Temperature Measurement

Temperature measurement products provide innovative solutions for your most challenging applications.

Temperature measurement is a critical process in many industries, from manufacturing to healthcare. It involves quantifying the degree of hotness or coldness of an object or environment. The most common units of temperature are Celsius (°C), Fahrenheit (°F), and Kelvin (K).

In conclusion, temperature measurement is a complex field with a variety of tools and techniques. Whether you’re using a simple analog temperature gauge or a sophisticated wireless sensor network, understanding the principles of temperature measurement and the tools available can help you make more accurate and reliable measurements. Remember, the right tool for the job depends on the specific requirements of your application, including the temperature range, accuracy, environmental conditions, and cost.

Wireless Temperature Sensors

Wireless Temperature Sensors Wireless temperature sensors are devices that record temperature data and transmit it to a data receiver wirelessly. They are often used in environments where wiring is impractical or impossible. These sensors are battery-powered and can transmit data over large distances, making them ideal for remote monitoring applications. They can be used in a variety of industries, including agriculture, healthcare, and manufacturing.

Flanged Thermowell for Temperature Transmitter

Thermowells

Thermowells are tubular fittings used to protect temperature sensors installed in industrial processes. A thermowell consists of a tube closed at one end and mounted in the process stream. A temperature sensor such as a thermometer, thermocouple, or resistance temperature detector (RTD) is inserted in the open end of the tube, which is usually in the open air outside the process piping or vessel and any thermal insulation. Thermowells shield the sensor from pressure, flow-induced forces, and chemical effects of the process fluid.
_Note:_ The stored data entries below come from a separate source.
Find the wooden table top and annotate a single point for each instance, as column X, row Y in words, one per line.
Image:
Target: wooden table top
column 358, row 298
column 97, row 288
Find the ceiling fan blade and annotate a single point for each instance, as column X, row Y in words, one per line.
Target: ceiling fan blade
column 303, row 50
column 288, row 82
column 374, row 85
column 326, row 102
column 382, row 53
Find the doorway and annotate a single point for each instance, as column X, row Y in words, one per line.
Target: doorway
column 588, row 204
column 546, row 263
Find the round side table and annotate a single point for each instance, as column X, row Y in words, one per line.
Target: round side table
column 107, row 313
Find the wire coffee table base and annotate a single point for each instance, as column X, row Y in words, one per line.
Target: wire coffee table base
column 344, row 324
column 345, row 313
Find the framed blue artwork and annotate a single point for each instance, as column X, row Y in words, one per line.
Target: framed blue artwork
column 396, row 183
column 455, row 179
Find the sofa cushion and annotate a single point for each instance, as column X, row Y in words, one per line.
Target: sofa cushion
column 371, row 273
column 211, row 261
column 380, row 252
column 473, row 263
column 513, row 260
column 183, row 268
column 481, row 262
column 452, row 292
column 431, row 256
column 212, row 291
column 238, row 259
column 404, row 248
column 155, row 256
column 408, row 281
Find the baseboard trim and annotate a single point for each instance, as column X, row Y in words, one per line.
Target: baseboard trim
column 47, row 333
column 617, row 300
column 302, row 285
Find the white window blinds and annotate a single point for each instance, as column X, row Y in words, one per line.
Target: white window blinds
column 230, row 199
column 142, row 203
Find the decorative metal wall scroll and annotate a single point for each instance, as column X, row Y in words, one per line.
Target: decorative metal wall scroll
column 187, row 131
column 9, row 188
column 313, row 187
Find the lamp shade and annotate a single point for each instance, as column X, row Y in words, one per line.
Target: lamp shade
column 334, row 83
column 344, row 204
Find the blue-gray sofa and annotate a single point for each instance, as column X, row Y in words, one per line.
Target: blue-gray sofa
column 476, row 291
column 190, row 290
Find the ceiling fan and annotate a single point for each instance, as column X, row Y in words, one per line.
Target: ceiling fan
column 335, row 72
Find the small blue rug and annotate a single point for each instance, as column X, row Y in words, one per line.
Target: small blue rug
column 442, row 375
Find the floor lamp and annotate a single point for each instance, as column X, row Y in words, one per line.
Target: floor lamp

Temperature Sensor with Display

Temperature Sensors

Analog temperature sensors are devices that produce a continuous voltage output proportional to the measured temperature. They work on the principle that the properties of some materials change proportionally with temperature. The most common types of analog temperature sensors are Resistance Temperature Detectors (RTDs), thermistors, and thermocouples. RTDs and thermistors work on the principle that the electrical resistance of the sensor material (usually a metal or semiconductor) changes with temperature. Thermocouples generate a voltage proportional to the temperature difference between two different metals.

Temperature Gauge

Temperature Gauges

Temperature gauges are instruments used to measure the temperature of a medium. There are several types of temperature gauges. The most common are bimetal and gas-filled temperature gauges. Bimetal temperature gauges operate with a bimetal strip (made of two metals with different thermal expansion coefficients) that bends as it is heated, causing the gauge needle to move. Gas-filled temperature gauges operate with a gas-filled bulb connected to the gauge. As the gas in the bulb heats up, it expands, causing the gauge needle to move.